• Aucun résultat trouvé

II. DISPOSITIF ET STRATEGIE DE TERRAIN

II.4 LES REFERENTIELS DE DONNEES

II.4.1 Les données abiotiques

II.4.1.6 Données de chimie liées au substrat

Ces paramètres sont essentiellement liés aux conditions naturelles environnantes, en particulier à la nature des substrats géologiques présents dans le bassin versant considéré. Les valeurs élevées de certains d'entre eux (élévation conjointe du Na, du Cl,

du K, du SO4) sont révélatrices d’une influence haline littorale avec intrusion d’eaux

salées dans le chenal du secteur aval des cours d’eau. Par ailleurs, dans le contexte de la Nouvelle-Calédonie, une augmentation exagérée des teneurs en certains métaux lourds (Ni, Cr, Mn…) et/ou de forts symptômes de colmatage du fond du cours d’eau par des particules fines latéritiques peuvent être révélateurs d’impacts miniers liés à l’exploitation des péridotites et/ou à l’extraction du nickel.

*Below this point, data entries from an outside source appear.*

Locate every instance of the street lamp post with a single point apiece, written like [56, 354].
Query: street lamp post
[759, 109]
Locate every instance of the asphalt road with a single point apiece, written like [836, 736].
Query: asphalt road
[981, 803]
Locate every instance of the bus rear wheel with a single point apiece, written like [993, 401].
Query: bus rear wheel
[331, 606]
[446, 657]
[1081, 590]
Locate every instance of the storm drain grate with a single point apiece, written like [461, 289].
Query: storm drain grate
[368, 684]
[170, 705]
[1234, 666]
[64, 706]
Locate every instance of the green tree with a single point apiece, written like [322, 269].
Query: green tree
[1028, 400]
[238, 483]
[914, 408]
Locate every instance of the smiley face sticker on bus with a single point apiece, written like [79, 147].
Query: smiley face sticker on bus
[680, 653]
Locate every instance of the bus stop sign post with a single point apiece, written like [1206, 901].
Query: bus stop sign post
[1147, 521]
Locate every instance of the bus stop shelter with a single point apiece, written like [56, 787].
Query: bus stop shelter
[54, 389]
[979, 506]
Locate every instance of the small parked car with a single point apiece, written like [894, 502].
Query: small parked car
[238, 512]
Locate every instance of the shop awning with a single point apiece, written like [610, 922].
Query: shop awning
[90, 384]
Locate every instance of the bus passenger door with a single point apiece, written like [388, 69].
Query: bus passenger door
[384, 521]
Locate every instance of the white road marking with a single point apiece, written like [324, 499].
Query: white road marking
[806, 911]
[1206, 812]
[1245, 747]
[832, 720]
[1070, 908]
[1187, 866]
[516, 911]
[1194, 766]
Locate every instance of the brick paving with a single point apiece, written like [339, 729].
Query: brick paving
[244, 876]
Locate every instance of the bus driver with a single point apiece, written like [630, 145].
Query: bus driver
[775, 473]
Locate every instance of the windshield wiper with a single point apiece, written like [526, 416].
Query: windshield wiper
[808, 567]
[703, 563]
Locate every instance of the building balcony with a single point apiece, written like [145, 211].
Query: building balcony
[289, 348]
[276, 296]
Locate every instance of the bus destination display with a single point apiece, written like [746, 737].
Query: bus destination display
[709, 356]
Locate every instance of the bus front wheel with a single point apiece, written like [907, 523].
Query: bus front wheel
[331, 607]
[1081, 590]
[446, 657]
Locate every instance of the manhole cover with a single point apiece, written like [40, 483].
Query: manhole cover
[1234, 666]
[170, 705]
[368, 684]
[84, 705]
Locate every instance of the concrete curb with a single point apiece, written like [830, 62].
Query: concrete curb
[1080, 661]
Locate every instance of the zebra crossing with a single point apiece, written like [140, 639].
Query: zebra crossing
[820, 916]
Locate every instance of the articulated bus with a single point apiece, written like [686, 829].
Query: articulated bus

Ces paramètres sont les suivants :

- Calcium (Ca++) : issu du lessivage des roches sédimentaires calcaires ou de

formations métamorphiques liées à la transformation par la chaleur et la pression de formations calcaires (par exemple les roches schisteuses), sa concentration est variable selon la nature du terrain traversé. Il est très présent sur les Iles Loyauté, d’origine corallienne récifale, mais beaucoup moins sur la Grande Terre. Les substrats les plus riches en calcium sont trouvés dans la partie Nord de l’île, à savoir pour les cours d’eau issus de l’HER C : «Collines schisteuses de la Pointe Nord » et de l’HER F : «Massif du Mont Panié», elle aussi de nature schisteuse. Par contre, la concentration en calcium est particulièrement basse sur les terrains ultramafiques et notamment sur tout le Sud de la Grande Terre.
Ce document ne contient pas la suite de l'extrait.